バス停の前ですでに並んでいる人の列に加わる。
しばらくするとラッピングバスがやってきた。
U町から僕の住むS町、それにM町からK市までの直線ルートを通るバスは各市町村の企業広告を車体に載せている。
僕は数字が印刷されている整理券をとってうしろから二列目の窓側の席に座った。
ボディバッグからミルクティーをとって座席の前の網に入れる。
病院に着くまで約二十カ所のバス停に止まるから到着までは約一時間。
もちろん町中だとバス停からバス停の間隔は短い。
反対に町の外ならバス停からバス停までの間隔は長くなる。
ひとつありがたいことに今、僕が乗っているバスは病院の前で停まってくれる。
それだけみんなK市の総合病院に行くのにこのバスを利用している。
フロントガラスの左側の電光掲示板に僕の整理券と同じ番号があってバスの走行距離とともに運賃が変化していく。
しばらく乗り物にも乗ってなかったなーと思いながら、移り変わっていく景色をながめた。
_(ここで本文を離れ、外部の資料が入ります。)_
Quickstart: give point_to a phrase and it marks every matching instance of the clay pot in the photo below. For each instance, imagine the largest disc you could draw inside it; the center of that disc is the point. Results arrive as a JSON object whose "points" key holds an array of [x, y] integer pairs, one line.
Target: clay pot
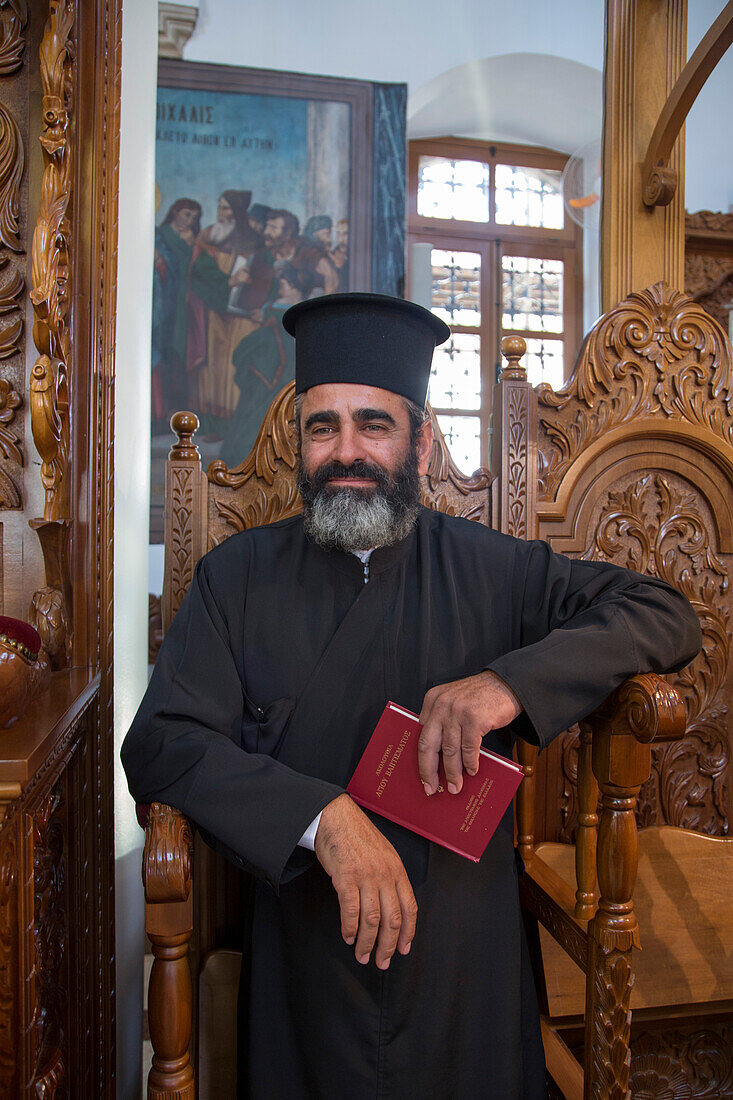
{"points": [[23, 668]]}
今この時点でバスはもう五カ所のバス停を通過し、すでにS町の外を走っていた。
バスに揺られてすこし冷静になったところであらためて考えてみる。
仮のあの現金の入った白い封筒が詐欺だとして僕が使ってしまった場合は誰かが取り立てにくるはずだ。
使わなくても高額な利子だけ取りにくるかもしれない。
ただ白い封筒に入っていたお金は二日で七千四十円。
果たしてそんな危険を冒してまで七千四十円プラスαをこの「化石の町」に取り立てにくるだろうか? 家にくるのはたいてい「受け子」と呼ばれる詐欺グループの下っ端だ。
トカゲでいうなら”尻尾”。
その多くはネットの高額報酬に釣られた一般人。
七千四十円なら僕がアルバイトをしても三日か四日で稼げてしまう。
そんな危険を冒すかな? これが何十万円とかならわかるけど……? やっぱり利子がものすごく高いとか? 僕は途中途中でミルクティーをちびちび飲みながら人の乗り降りを見て考えごとをするを繰り返した。
時間を忘れあれこれ考えているともう病院の前だった。
僕は運転席の左側の運賃箱に片道ぶんバスの往復券と整理券を入れバスから降りた。